If Carlos Alcaraz wins the timpani in a fortnight on the Philippe-Chatrier court, there is no doubt that the name “New Nadal” will start again. He would be only the second player under 20 to win a Grand Slam. The other ? Rafael Nadal. As, as a bonus, it would be on the same court and at the same age within four weeks, the comparison would hold water with regard to the trajectory of the two champions, even if it still would not make more sense tennistically.

Alcaraz, the X factor: “He arrives by assuming his favorite status like Nadal in 2005”

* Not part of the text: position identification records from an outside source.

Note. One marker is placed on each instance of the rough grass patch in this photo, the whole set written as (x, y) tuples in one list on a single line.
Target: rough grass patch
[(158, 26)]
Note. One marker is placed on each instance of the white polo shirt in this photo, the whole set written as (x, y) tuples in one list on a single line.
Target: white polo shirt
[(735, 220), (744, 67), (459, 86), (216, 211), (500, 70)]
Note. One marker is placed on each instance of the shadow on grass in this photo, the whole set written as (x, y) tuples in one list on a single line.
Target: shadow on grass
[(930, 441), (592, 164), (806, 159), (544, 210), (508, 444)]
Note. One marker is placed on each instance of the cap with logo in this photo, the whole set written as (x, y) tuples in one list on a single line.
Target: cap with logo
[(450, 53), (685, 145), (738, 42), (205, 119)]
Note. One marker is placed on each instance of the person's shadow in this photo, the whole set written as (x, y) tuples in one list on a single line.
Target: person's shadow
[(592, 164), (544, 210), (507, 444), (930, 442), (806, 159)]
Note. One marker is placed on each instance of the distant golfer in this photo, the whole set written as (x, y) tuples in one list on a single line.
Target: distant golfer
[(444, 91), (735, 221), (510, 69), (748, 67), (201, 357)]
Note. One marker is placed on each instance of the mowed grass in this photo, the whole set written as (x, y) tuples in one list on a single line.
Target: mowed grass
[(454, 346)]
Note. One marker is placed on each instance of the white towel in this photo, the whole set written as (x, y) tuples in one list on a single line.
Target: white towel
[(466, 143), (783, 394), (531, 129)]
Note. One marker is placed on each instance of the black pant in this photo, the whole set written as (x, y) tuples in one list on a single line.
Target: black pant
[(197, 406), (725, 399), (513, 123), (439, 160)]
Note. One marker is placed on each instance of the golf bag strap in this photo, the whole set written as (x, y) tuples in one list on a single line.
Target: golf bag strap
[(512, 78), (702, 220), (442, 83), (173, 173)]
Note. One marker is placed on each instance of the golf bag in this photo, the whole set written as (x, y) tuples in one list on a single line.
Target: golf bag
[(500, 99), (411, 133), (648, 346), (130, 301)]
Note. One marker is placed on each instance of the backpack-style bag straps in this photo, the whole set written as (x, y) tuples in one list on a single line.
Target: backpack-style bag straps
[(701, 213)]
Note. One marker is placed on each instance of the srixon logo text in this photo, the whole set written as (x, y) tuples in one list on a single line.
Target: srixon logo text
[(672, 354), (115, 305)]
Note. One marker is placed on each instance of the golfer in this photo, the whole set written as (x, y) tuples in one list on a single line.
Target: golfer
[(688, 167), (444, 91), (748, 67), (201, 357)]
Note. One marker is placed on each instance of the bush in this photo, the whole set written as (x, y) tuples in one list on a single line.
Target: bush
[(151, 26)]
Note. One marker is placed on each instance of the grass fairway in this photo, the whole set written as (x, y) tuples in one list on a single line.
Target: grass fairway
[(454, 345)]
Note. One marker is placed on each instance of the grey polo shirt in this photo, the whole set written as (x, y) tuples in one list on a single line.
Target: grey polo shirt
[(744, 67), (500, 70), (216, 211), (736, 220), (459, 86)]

He gives the impression that he plays tennis just because he loves the sport

The difference is the opposition. Unfortunately for him (but so much the better for us), Juan Carlos Ferrero’s protege has to deal with Nadal and Djokovic. The young Rafa did not face two monsters of this magnitude. Of course, Roger Federer was already the boss of world tennis, but clay was his “weakest” link, with all the necessary quotation marks. As Nadal was already evolving at a stratospheric level on his favorite surface, he was the man to beat in this Roland-Garros 2005, more than Alcaraz is today.

In what would become his garden, the left-hander from Manacor would fly over the fortnight and above all master the weight of this favorite status at barely 19 years old. Carlos Alcaraz, whose stature has changed radically compared to the previous Grand Slam (in Melbourne, last January, he was not even among the outsiders of the tournament), will he be able to do the same? Stefanos Tsitsipas is not far from thinking that the Murcian is above that, for the moment anyway: “He gives the impression that he plays tennis simply because he loves the sport. He doesn’t play for the money or the glory or stuff like that. He just genuinely loves being on the court and giving it his all..”

Its history remains to be written and, as Justine Hénin insists, “to now start estimating that he will reach or break some Grand Slam records is a little off the mark, we are not there yet“. But everyone has a presentiment of it, Carlos Alcaraz has everything that makes the stuff of champions of another nature. Everything that Rafael Nadal was already at his age. Everything that he himself could well be. There, distant cousins ​​racket in hand may look like identical twins.